Trump ist lange Gegner der Vereinbarung. Bereits im Oktober hatte er gesagt, ob der Iran das Abkommen einhalte, könne er nicht sagen - und forderte eine Überarbeitung. Zuletzt signalisierte er, die USA würden aussteigen, falls es nicht geändert werde.

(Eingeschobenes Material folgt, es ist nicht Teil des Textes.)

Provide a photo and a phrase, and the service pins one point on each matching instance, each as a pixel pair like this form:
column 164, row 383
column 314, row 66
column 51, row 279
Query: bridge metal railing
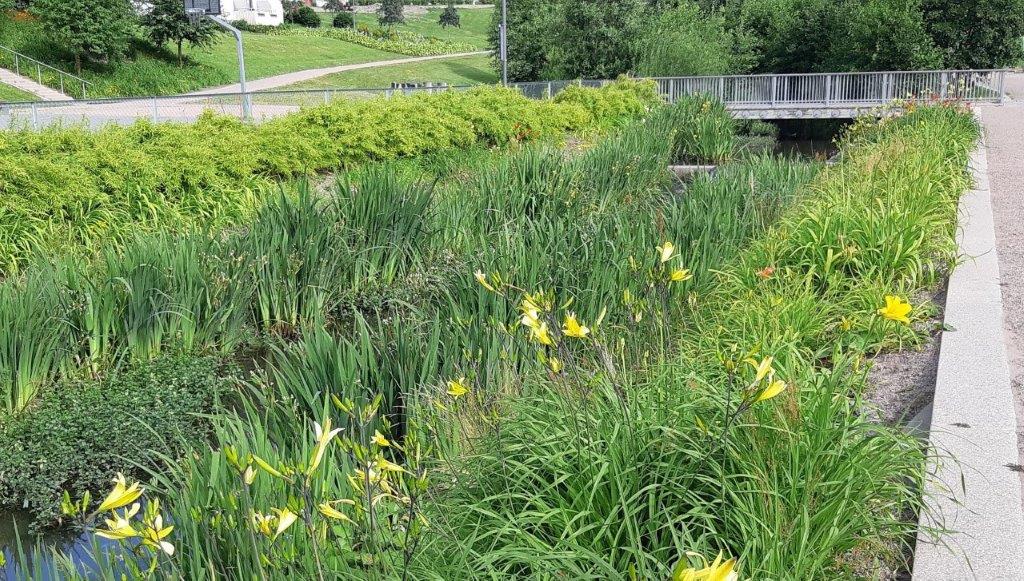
column 71, row 85
column 744, row 92
column 820, row 89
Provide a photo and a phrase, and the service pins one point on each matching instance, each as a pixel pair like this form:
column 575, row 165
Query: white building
column 265, row 12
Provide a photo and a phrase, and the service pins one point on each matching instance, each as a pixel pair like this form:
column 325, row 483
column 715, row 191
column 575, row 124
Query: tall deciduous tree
column 596, row 38
column 450, row 16
column 96, row 30
column 390, row 12
column 530, row 28
column 167, row 22
column 979, row 34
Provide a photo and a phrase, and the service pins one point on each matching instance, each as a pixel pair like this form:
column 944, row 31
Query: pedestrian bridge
column 818, row 95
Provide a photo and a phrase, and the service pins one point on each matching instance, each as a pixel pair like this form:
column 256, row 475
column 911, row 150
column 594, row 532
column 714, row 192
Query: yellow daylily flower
column 379, row 440
column 680, row 275
column 896, row 309
column 263, row 524
column 572, row 328
column 718, row 571
column 285, row 519
column 385, row 465
column 324, row 436
column 773, row 388
column 122, row 495
column 155, row 535
column 667, row 251
column 457, row 387
column 555, row 365
column 482, row 279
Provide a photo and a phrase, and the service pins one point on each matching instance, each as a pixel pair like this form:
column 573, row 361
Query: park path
column 1004, row 126
column 288, row 79
column 28, row 85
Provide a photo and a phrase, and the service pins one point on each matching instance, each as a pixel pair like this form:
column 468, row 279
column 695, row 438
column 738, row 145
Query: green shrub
column 343, row 21
column 305, row 16
column 211, row 173
column 80, row 432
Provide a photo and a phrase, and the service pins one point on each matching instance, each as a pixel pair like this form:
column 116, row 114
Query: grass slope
column 459, row 71
column 475, row 23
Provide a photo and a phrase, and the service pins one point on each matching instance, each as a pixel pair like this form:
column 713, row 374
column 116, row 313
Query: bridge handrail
column 40, row 66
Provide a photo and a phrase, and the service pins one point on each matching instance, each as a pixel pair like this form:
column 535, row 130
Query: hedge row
column 69, row 188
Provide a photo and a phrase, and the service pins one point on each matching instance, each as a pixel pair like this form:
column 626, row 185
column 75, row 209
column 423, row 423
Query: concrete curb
column 973, row 490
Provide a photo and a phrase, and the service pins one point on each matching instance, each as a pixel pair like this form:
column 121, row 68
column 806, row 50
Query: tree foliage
column 94, row 30
column 596, row 38
column 979, row 34
column 166, row 22
column 685, row 41
column 450, row 16
column 529, row 36
column 391, row 12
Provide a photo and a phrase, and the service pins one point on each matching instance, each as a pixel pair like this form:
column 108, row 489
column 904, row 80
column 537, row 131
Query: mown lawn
column 475, row 23
column 11, row 94
column 152, row 71
column 460, row 71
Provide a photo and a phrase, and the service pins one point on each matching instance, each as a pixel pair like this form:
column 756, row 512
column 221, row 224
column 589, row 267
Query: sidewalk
column 299, row 76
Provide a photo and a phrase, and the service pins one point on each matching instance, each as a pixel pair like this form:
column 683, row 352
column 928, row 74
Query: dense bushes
column 81, row 431
column 210, row 173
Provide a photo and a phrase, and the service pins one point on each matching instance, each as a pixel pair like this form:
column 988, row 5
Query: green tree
column 96, row 30
column 391, row 12
column 530, row 31
column 450, row 16
column 979, row 34
column 167, row 22
column 596, row 38
column 885, row 35
column 688, row 41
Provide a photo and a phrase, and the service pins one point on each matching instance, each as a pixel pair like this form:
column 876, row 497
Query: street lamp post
column 247, row 106
column 503, row 33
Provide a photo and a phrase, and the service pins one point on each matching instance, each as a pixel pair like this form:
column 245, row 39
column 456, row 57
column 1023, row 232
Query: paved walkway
column 28, row 85
column 1005, row 137
column 297, row 77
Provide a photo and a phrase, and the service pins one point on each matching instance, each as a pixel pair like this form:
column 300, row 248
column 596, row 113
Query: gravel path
column 1005, row 138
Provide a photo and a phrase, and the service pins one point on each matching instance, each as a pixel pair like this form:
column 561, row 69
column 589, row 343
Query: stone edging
column 973, row 489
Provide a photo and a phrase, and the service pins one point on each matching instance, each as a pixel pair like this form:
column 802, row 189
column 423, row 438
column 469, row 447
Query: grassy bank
column 456, row 72
column 633, row 377
column 214, row 172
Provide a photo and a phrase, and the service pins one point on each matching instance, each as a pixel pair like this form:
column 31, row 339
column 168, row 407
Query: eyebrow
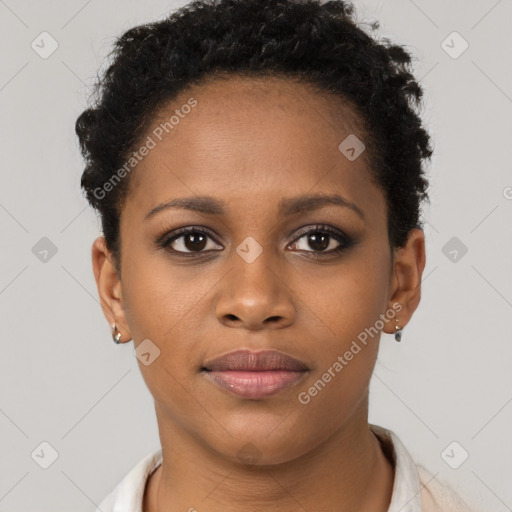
column 287, row 207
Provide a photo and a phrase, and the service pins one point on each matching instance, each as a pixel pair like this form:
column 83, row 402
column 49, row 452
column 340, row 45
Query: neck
column 348, row 472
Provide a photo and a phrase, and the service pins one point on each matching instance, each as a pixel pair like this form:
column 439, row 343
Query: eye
column 189, row 240
column 322, row 239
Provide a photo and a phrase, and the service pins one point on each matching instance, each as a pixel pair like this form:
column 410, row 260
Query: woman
column 258, row 169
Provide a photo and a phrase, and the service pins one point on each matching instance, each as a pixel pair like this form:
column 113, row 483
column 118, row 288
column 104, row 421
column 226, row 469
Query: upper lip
column 256, row 361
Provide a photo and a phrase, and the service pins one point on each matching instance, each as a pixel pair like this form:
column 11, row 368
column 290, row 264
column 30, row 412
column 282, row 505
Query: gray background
column 63, row 381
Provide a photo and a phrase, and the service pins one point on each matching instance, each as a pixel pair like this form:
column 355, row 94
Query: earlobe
column 409, row 263
column 109, row 287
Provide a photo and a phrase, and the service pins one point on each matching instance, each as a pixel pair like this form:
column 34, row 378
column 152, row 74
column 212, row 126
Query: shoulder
column 438, row 496
column 127, row 495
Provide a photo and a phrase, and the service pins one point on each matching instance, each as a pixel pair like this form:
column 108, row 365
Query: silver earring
column 398, row 331
column 116, row 335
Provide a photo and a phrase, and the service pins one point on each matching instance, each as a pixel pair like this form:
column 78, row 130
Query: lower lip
column 255, row 384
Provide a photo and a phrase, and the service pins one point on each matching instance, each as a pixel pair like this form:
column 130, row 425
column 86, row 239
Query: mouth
column 255, row 375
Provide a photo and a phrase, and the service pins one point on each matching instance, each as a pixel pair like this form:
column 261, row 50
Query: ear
column 109, row 287
column 408, row 265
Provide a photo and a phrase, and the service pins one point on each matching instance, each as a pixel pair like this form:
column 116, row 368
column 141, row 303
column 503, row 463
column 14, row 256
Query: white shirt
column 414, row 489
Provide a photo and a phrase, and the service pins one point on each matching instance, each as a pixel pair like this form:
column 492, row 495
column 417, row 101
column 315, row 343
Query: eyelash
column 343, row 239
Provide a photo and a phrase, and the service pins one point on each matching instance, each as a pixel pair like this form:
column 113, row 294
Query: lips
column 255, row 375
column 265, row 360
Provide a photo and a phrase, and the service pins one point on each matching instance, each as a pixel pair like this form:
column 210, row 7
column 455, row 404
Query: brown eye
column 190, row 240
column 322, row 240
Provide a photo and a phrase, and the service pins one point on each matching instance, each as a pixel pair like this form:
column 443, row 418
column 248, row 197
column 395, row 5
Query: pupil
column 195, row 239
column 314, row 239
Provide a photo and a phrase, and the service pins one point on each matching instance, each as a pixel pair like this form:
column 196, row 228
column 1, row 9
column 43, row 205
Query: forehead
column 253, row 140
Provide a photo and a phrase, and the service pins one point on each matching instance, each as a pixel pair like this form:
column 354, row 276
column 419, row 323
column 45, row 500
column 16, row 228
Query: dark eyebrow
column 287, row 207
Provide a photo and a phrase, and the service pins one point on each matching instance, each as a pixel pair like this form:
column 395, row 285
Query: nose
column 255, row 296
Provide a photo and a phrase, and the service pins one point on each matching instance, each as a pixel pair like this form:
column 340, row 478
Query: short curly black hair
column 317, row 42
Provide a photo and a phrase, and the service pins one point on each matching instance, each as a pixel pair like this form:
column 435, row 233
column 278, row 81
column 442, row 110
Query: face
column 259, row 267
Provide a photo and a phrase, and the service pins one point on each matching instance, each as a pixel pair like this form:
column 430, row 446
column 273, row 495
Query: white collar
column 406, row 497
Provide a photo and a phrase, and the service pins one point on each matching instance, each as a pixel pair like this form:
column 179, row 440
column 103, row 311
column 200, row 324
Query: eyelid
column 344, row 240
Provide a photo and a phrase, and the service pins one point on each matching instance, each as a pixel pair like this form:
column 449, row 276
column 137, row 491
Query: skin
column 250, row 143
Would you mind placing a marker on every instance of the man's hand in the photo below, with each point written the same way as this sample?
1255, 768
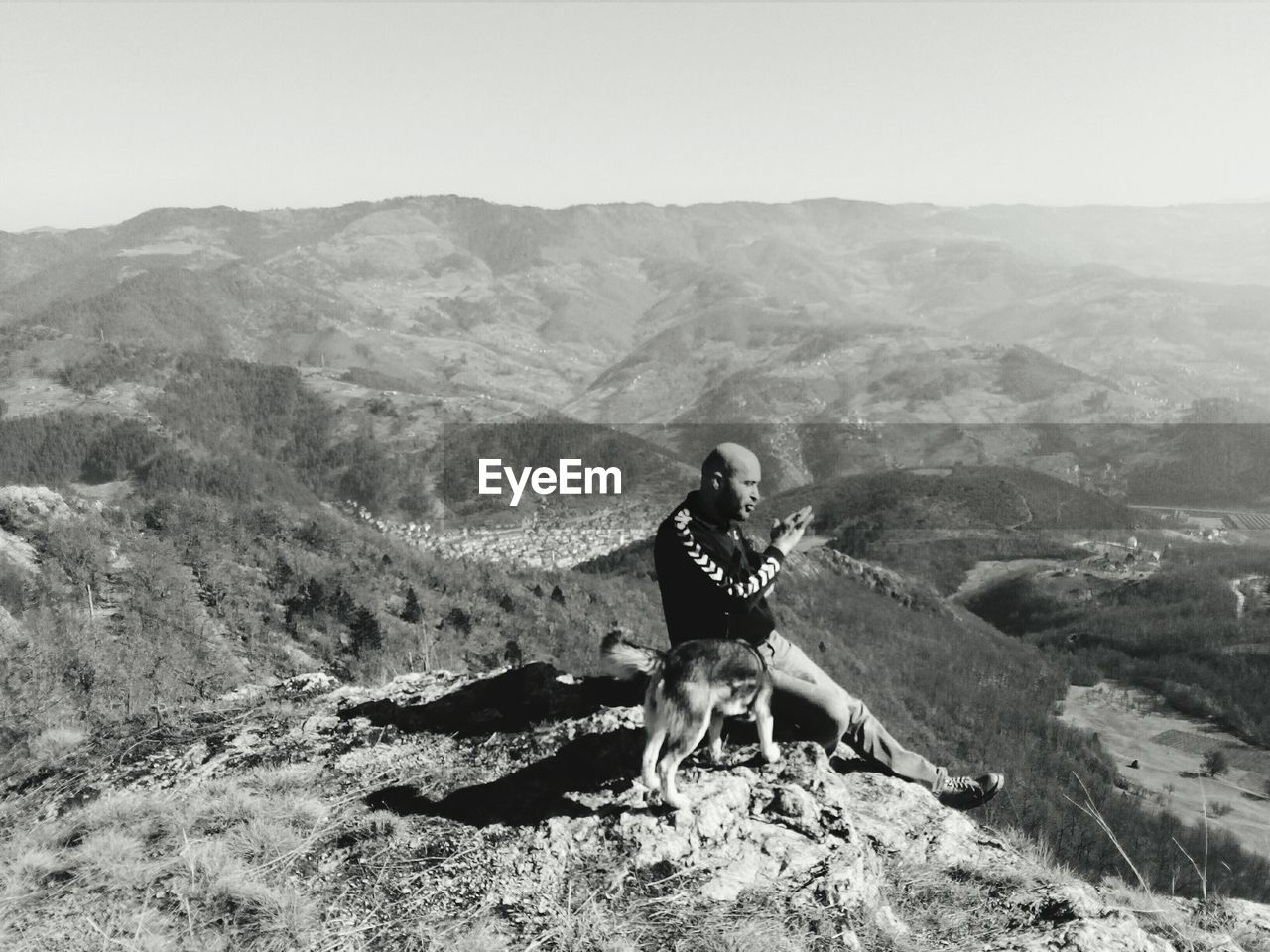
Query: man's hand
786, 532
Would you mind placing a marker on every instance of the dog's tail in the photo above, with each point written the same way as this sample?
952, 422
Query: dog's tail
624, 658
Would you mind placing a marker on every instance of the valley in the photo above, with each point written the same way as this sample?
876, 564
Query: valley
1157, 754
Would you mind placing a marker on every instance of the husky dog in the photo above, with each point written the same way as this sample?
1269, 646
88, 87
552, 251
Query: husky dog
691, 688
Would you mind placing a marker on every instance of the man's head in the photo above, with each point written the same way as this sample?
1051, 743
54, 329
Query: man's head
729, 483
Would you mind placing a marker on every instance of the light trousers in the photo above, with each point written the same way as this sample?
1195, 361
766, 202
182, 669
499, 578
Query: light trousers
842, 716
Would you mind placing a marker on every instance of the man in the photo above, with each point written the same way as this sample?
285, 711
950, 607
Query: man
715, 585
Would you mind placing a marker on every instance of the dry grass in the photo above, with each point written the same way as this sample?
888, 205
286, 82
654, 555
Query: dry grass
149, 870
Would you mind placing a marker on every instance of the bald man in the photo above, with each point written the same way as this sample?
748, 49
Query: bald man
715, 585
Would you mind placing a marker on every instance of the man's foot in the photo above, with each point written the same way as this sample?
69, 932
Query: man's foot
969, 792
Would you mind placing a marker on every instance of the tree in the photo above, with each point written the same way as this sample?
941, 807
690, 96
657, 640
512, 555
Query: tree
365, 631
1215, 762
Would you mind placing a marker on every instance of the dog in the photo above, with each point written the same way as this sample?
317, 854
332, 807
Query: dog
691, 688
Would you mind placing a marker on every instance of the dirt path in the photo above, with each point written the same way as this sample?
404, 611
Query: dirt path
1129, 726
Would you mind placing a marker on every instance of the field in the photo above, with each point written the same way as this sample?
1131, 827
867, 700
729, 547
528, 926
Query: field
1132, 725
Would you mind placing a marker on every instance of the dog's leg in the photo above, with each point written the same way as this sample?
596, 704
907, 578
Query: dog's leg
716, 735
679, 746
763, 716
654, 731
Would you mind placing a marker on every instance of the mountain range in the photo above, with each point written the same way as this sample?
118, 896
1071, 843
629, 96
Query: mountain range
813, 311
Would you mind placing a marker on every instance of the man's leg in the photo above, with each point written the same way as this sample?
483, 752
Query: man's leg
846, 716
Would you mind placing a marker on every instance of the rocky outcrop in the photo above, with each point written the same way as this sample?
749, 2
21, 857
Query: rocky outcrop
24, 509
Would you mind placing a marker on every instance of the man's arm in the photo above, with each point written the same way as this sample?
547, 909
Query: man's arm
785, 535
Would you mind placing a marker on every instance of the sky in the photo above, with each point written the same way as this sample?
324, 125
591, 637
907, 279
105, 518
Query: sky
111, 109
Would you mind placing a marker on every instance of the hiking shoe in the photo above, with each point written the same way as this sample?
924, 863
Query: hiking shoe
969, 792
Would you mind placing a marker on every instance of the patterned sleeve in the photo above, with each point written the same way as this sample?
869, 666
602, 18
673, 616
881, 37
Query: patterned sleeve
737, 588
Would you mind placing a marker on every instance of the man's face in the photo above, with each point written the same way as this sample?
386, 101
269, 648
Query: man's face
739, 492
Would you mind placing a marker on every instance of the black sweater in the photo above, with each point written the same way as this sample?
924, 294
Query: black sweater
712, 581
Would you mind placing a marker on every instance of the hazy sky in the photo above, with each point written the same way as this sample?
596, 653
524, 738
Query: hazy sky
108, 109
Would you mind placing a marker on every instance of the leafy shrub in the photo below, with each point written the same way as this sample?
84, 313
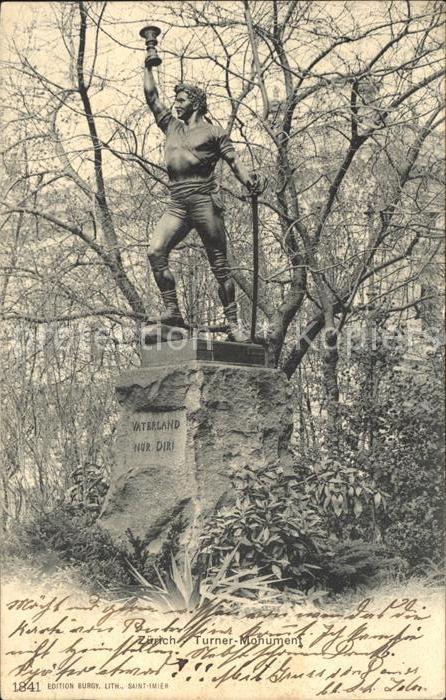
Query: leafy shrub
355, 563
273, 525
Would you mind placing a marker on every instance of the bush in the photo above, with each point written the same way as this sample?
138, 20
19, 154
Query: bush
61, 538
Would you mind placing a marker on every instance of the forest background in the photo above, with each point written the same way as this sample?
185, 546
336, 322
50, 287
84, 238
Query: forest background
340, 106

Warum das Iran-Abkommen so wichtig für Deutschland ist
13 Jahre wurde über das Atomabkommen mit dem Iran verhandelt. Mit am Tisch saßen nicht nur die fünf ständigen Mitglieder des Sicherheitsrats - USA, Russland, China, Großbritannien und Frankreich - sondern auch Deutschland. Der heutige Bundespräsident Frank-Walter Steinmeier, der den Kompromiss 2015 als Außenminister mit aushandelte, sprach damals von einem „historischen Erfolg der Diplomatie“. Es war nicht nur für ihn persönlich der größte Erfolg seiner Amtszeit, sondern auch einer der größten diplomatischen Erfolge, an dem Deutschland seit der Wiedervereinigung 1990 mitgewirkt hat.
Deswegen legt sich die Bundesregierung jetzt auch so ins Zeug, um das Abkommen zu retten. Bisher aber ohne zählbaren Erfolg. In Berlin wartet man einigermaßen machtlos darauf, was Trump verkündet.
Die deutsche Wirtschaft hatte große Hoffnungen in das Atomabkommen und die daraus folgende Aussetzung der Sanktionen im Januar 2016 gesetzt. Innerhalb von zwei Jahren erwartete der deutsche Industrie- und Handelskammertag eine Verdoppelung des Handelsvolumens von 2,4 Milliarden Euro (2015) auf fünf Milliarden. Innerhalb von fünf Jahren seien sogar zehn Milliarden Euro möglich, so die Ursprungsprognose.
Die tatsächliche Entwicklung ist zwar weit hinter den Erwartungen zurückgeblieben. Die Tendenz nach oben ist dennoch deutlich erkennbar: Seit Anfang 2016 hat der deutsch-iranische Handel um 42 Prozent auf 3,4 Milliarden Euro zugelegt.
Die Drohungen Trumps mit einem Ende des Atomabkommens haben aber bereits jetzt negative Auswirkungen. „Diese Risiken gefährden die wieder verbesserten Wirtschaftsbeziehungen deutscher Unternehmen mit dem Iran erheblich“, sagt DIHK-Außenwirtschaftschef Volker Treier. „Sollte das Atomabkommen scheitern, würde dies nicht nur die bilateralen Wirtschaftsbeziehungen treffen, sondern auch das Vertrauen in internationale Vereinbarungen.“
Sollte das Atomabkommen mit dem Iran scheitern, könnte das eine Kettenreaktion der atomaren Aufrüstung auslösen, die auch Europa bedrohen würde. Der Iran könnte dann sein Atomprogramm wieder in Gang setzen und damit auch Saudi-Arabien - neben Israel der mächtigste Gegner des Iran im Nahen Osten - dazu animieren, nach der Bombe zu greifen. Israel hat sie mutmaßlich schon, auch wenn die Regierung das nicht offiziell zugeben würde.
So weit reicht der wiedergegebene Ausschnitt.